Avec l’échec de la contre offensive ukrainienne et les tergiversations américaines à débloquer les financements, il y a eu un moment de flottement, une sorte de fenêtre pour une désescalade avec possibilité de négociation.
La fenêtre s ‘est refermée et c’est le risque , le jeu de l’escalade qui a été choisi par les Anglosaxons et donc l’Otan et ses vassaux comme la France.
Cette escalade vise a empêcher la Russie d’aller plus avant à l’Ouest et pousser les lignes de contact puis essayer de les traverser.
L’idée de l’escalade n’est pas militaire, elle est hybride: il s’agit de mettre Poutine en difficulté, de lui créer des dilemmes qui affaibliront sa position vis a vis de son peuple. Il s ‘agit de le déstabiliser à l’intérieur.
Face a ce jeu Potine est obligé de tenter de restaurer sa crédibilité, il a laissé franchir trop de lignes rouges, il a un deficit de dissuasion.
Moscou ripostera contre des cibles britanniques en Ukraine ou ailleurs si Kiev utilise des missiles fournis par le Royaume-Uni pour frapper le territoire russe, a déclaré lundi le ministère des Affaires étrangères à l’ambassadeur de Londres .
L’ambassadeur Nigel Casey a été convoqué au ministère suite aux remarques du ministre britannique des Affaires étrangères David Cameron à Reuters selon lesquelles l’Ukraine a le droit d’utiliser des missiles à longue portée envoyés par le Royaume-Uni pour frapper profondément à l’intérieur de la Russie.
« Casey a été averti que la réponse aux frappes ukrainiennes utilisant des armes britanniques sur le territoire russe pourrait être n’importe quelle installation et équipement militaire britannique sur le territoire ukrainien et au-delà », a déclaré le ministère russe des Affaires étrangères dans un communiqué à l’issue de la réunion.
Les États-Unis et leurs alliés avaient auparavant nuancé leurs livraisons d’armes à longue portée à Kiev en affirmant qu’elles ne pourraient être utilisées que sur des territoires que l’Ukraine revendique comme étant les siens – la Crimée, les républiques populaires de Donetsk et de Lougansk, ainsi que les régions de Kherson et de Zaporozhye.

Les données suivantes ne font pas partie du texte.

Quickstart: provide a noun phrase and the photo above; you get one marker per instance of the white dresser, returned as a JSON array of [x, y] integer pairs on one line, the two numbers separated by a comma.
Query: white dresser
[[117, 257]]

Selon le ministère russe des Affaires étrangères, les déclarations contraires de Cameron « reconnaissaient de facto son pays comme partie au conflit ».
La Russie considère les commentaires de Cameron comme « la preuve d’une escalade sérieuse et la confirmation de l’implication croissante de Londres dans les opérations militaires aux côtés de Kiev », a ajouté le ministère.
Casey a été invité à « réfléchir aux conséquences catastrophiques inévitables de telles mesures hostiles de Londres et à réfuter immédiatement, de la manière la plus décisive et sans équivoque, les déclarations belliqueuses et provocatrices du chef du ministère des Affaires étrangères ».
Plus tôt dans la journée, le ministère russe de la Défense a annoncé un exercice visant à tester le déploiement d’armes nucléaires tactiques. Le président Vladimir Poutine a ordonné ces exercices après « des déclarations provocatrices et des menaces » de la part de responsables occidentaux, a indiqué l’armée.
Moscou espère que ces exercices « calmeront les « têtes brûlées » des capitales occidentales et les aideront à comprendre les conséquences catastrophiques possibles des risques stratégiques qu’ils génèrent », qu’ils « les empêcheront à la fois d’aider le régime de Kiev dans ses actions terroristes et d’être entraînés dans une confrontation armée directe avec la Russie », a déclaré le ministère des Affaires étrangères dans un communiqué ultérieur.
L’ambassadeur de France Pierre Lévy a également été convoqué au ministère des Affaires étrangères. Moscou n’a pas encore divulgué les détails de la réunion.